A team of researchers at OMRF has identified the exact origin point of movement within chromosomes for the first time.
This is a critical step in understanding—and potentially treating or preventing—diseases where people inherit an incorrect number of chromosomes, known as aneuploidy. This is a common cause of genetic disorders and birth defects, including Down syndrome, Turner syndrome, Klinefelter syndrome, spontaneous abortion and fertility problems.
OMRF scientist Roberto Pezza, Ph.D., and his team discovered other remaining unknown elements in the process, as well as their functions, down to the most basic level.
“We now know the complete machinery that directs, energizes and regulates the movement of chromosomes,” said Pezza, who joined OMRF’s Cell Cycle and Cancer Biology Research Program in 2008 from the National Institutes of Health in Bethesda, Md. “By knowing these aspects, we can move toward better diagnosing, treating or preventing aneuploid diseases and problems with fertility.”
Chromosomes are long, thread-like pieces of DNA on which genes are encoded.
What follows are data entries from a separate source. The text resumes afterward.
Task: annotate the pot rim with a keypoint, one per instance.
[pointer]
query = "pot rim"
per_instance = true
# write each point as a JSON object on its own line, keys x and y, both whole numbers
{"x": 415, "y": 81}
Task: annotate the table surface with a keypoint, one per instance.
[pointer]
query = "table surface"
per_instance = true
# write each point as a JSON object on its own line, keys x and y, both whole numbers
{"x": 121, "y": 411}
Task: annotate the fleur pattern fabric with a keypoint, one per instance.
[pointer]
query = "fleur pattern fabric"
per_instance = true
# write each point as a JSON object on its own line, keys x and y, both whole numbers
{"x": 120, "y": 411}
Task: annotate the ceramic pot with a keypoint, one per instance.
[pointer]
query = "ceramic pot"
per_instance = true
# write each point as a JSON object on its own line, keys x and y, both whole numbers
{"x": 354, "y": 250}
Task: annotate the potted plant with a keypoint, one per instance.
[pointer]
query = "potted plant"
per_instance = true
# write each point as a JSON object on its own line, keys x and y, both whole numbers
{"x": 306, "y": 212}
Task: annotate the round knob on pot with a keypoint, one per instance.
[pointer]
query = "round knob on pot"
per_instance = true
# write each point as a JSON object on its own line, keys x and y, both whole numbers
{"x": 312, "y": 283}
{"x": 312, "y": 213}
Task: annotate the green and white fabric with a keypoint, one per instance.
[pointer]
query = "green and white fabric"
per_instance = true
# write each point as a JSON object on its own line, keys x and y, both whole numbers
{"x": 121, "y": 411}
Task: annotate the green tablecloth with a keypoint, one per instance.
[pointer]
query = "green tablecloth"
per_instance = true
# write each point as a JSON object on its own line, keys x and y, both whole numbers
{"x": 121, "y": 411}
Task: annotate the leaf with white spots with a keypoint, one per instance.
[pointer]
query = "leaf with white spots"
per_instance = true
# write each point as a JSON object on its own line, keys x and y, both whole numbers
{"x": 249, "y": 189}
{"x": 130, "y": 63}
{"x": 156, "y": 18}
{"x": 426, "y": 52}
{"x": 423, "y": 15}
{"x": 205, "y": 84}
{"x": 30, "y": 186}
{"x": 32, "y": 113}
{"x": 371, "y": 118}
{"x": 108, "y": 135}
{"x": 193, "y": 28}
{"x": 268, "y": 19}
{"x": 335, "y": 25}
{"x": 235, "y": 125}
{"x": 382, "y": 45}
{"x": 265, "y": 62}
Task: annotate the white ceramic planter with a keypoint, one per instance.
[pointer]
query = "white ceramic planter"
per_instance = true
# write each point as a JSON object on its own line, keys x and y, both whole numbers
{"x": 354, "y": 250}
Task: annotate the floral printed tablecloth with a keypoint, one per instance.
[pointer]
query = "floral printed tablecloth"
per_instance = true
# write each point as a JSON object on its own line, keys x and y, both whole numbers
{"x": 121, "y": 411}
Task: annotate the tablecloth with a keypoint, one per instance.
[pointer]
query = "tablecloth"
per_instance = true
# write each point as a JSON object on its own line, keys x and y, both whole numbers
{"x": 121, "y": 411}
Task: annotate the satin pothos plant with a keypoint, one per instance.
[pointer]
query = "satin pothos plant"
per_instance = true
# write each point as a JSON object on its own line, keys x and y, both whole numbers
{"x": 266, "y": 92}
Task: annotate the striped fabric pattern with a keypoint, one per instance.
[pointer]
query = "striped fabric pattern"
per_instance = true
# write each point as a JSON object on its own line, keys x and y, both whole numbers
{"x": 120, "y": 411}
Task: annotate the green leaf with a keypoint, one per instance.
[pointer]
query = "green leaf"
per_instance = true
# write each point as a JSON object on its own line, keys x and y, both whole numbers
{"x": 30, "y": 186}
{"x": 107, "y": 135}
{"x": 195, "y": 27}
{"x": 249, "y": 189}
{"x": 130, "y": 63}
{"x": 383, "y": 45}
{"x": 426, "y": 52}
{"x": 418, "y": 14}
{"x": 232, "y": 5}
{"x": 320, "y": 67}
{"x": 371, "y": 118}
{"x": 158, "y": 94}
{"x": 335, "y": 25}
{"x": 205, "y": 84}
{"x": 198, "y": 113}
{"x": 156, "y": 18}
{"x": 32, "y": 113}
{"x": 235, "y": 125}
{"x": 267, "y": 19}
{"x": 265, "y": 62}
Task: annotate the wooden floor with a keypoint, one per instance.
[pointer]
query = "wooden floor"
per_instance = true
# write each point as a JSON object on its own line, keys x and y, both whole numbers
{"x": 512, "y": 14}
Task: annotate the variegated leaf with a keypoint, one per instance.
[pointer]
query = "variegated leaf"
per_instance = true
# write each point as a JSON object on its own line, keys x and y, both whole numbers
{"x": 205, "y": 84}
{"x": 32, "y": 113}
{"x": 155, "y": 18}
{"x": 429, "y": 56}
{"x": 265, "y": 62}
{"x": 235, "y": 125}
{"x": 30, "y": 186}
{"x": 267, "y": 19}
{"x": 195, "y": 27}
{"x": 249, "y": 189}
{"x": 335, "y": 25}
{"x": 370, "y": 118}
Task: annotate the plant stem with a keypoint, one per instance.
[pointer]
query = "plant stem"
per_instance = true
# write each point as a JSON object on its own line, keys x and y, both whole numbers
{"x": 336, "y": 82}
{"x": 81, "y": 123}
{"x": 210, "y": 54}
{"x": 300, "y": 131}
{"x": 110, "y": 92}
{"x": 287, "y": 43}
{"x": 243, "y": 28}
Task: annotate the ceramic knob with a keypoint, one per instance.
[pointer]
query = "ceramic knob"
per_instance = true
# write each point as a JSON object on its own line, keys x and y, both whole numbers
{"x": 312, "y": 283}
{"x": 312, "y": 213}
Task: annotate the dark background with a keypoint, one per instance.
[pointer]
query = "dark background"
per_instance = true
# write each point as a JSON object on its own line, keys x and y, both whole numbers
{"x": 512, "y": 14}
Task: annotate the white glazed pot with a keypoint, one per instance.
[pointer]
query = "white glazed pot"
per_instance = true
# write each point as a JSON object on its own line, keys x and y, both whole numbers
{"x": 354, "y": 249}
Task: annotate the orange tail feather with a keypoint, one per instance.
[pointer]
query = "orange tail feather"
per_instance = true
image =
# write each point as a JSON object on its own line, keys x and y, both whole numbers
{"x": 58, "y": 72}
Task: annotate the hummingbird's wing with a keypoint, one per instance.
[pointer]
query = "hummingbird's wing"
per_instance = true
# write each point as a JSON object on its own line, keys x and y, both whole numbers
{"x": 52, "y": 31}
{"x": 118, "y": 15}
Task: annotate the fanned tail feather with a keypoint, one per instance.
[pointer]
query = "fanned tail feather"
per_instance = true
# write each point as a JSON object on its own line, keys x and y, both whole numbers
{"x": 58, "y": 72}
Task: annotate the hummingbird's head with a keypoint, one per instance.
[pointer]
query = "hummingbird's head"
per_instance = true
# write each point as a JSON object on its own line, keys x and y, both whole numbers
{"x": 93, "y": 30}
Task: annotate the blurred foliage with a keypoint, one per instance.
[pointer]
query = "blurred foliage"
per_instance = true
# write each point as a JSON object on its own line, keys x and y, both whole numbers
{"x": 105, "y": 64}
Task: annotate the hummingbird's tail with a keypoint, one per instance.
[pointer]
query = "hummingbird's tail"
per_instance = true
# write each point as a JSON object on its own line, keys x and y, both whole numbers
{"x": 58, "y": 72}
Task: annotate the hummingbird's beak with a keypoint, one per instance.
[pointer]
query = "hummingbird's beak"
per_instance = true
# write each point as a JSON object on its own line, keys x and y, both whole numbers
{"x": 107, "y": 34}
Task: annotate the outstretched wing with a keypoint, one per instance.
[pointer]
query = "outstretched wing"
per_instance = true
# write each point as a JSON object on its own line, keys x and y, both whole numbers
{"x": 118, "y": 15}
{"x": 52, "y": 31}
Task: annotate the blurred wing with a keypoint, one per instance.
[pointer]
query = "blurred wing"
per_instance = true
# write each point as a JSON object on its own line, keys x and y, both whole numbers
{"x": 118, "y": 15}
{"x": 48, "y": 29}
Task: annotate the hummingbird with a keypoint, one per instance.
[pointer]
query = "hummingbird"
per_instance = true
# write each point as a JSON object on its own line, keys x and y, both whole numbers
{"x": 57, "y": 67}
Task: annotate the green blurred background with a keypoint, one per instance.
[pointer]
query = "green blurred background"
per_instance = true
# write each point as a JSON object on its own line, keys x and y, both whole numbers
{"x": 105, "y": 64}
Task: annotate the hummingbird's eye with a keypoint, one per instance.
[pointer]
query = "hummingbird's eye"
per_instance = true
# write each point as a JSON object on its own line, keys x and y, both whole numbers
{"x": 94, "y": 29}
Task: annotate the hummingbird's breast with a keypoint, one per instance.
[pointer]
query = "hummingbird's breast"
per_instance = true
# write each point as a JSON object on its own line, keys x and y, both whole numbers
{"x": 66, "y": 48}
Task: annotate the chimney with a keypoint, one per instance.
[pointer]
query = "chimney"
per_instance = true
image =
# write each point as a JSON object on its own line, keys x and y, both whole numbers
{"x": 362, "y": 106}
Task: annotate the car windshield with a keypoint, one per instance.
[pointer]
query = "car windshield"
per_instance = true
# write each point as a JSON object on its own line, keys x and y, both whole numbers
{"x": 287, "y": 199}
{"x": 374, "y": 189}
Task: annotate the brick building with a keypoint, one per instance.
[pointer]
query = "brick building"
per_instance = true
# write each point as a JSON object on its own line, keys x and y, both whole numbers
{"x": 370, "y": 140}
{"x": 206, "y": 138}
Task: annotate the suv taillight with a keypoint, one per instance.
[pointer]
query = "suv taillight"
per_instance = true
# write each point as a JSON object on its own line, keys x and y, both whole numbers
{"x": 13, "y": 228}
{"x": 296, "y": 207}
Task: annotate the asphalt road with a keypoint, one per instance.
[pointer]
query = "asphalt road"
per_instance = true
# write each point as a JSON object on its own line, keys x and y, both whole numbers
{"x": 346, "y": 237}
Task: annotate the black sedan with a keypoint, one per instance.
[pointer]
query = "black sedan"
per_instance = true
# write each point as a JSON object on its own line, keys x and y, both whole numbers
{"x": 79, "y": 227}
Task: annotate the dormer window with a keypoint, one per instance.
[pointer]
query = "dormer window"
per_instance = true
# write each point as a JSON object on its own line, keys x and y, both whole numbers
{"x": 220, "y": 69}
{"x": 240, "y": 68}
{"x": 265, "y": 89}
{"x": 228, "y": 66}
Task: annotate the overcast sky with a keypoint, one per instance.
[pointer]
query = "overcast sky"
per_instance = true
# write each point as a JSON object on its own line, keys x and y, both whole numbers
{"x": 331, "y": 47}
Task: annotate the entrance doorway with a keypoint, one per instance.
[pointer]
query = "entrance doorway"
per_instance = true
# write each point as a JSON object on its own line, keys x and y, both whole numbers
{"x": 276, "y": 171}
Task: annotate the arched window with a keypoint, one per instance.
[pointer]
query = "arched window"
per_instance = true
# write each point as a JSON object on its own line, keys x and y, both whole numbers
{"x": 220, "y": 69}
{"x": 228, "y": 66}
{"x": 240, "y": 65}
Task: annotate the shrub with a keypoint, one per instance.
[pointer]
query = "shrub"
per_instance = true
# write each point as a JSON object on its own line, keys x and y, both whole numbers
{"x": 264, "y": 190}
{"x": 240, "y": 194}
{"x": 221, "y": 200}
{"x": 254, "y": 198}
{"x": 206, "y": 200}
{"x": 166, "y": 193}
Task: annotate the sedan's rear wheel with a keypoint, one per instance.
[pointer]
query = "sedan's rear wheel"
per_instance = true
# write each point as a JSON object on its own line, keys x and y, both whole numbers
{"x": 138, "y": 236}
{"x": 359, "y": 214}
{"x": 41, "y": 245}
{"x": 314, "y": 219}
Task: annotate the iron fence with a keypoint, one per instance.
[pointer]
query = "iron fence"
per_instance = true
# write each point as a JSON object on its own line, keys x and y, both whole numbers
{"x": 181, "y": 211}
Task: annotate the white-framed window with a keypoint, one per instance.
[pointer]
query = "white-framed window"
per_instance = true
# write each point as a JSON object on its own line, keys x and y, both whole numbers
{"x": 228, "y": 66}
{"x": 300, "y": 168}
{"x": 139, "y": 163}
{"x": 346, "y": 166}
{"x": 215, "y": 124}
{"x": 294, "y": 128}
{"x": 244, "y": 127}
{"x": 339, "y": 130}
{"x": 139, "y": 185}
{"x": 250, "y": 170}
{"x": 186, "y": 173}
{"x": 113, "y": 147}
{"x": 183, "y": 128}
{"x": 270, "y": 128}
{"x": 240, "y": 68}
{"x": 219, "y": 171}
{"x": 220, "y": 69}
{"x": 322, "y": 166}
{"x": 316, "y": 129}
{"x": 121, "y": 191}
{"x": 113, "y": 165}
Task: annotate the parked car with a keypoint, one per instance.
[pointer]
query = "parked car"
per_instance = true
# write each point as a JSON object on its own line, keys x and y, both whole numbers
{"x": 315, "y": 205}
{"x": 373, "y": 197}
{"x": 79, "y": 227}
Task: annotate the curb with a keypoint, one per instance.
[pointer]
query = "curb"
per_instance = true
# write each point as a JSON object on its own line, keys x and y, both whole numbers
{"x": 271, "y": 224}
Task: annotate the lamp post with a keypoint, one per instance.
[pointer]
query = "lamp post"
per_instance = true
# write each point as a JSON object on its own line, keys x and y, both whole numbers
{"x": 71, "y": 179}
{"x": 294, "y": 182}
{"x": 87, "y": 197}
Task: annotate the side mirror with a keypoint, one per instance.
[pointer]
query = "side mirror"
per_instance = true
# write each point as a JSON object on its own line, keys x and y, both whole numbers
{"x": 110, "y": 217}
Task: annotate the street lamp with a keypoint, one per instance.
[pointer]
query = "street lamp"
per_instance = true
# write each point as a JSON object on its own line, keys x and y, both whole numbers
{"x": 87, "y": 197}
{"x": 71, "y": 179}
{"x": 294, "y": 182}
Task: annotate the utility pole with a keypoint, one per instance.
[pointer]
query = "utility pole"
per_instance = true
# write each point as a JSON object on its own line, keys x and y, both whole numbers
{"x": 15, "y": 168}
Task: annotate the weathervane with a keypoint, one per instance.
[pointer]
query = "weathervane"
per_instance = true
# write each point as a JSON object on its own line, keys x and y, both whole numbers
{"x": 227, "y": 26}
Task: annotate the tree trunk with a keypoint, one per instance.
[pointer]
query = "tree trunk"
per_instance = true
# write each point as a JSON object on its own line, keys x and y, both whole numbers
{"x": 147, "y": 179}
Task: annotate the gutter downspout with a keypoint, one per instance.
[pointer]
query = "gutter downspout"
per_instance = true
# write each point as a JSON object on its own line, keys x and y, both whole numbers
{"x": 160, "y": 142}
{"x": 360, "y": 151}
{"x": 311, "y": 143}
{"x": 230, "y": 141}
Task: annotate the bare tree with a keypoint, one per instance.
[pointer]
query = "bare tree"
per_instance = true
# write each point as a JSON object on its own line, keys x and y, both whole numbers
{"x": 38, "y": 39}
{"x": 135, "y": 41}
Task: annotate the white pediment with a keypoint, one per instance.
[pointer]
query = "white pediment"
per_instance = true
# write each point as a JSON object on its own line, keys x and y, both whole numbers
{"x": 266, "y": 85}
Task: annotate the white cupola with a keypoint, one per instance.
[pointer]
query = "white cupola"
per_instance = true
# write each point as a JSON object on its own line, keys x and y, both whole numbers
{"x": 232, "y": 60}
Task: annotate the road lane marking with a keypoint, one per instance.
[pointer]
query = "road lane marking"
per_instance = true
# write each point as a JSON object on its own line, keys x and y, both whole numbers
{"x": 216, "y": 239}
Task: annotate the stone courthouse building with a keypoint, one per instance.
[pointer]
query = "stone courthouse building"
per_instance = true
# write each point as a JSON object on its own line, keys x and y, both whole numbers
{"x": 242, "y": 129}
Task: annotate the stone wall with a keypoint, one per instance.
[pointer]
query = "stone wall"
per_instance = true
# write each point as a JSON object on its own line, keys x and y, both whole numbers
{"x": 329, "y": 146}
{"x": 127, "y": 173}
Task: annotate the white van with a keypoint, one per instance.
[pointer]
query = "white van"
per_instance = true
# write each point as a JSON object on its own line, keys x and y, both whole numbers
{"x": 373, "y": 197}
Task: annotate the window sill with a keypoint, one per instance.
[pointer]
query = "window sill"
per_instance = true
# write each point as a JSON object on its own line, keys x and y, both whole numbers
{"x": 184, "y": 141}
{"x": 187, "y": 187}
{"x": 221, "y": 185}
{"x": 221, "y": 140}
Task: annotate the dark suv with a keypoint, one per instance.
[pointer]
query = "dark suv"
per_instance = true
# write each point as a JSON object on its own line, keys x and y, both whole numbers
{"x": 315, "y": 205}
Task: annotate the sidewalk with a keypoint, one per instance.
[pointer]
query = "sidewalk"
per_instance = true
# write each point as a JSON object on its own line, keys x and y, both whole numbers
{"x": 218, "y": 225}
These carry hereditary information on everything from eye color to hair color to height and contain all the specific genetic instructions that make us unique. We have 23 pairs of chromosomes, so 46 in all.
During reproduction, he said, all of this information needs to be halved so the child receives equal genetic information from each parent, resulting in the correct number of chromosomes. During that process, however, many errors can occur.
Every year an estimated 7.9 million children—6 percent of total births worldwide—are born with a serious birth defect of genetic or partially genetic origin. Errors in this process are also the leading cause of spontaneous abortion.
“This process is very complicated and humans are notable among all sexually reproducing organisms for how many problems occur,” said Pezza. “We have to know exactly where—and when—to look to understand what is going wrong. And now we have that information.”
Pezza said this finding will not only help researchers answer questions about errors in cell division that can lead to birth defects or diseases, but also potentially lead to the development of therapies or even methods to prevent the errors from occurring altogether.
The findings were published in the journal Current Biology. Other OMRF researchers who contributed to the findings were Luciana Previato de Almeida, Ph.D. and Emma Lee, Ph.D.
The research was supported by funding from the National Institute of General Medical Sciences, a part of the NIH, as well as the Fulbright Program.
“What we now understand could fundamentally change the future of these diseases and fertility problems,” he said. “The finding itself is very basic, but its importance could be significant for human health.”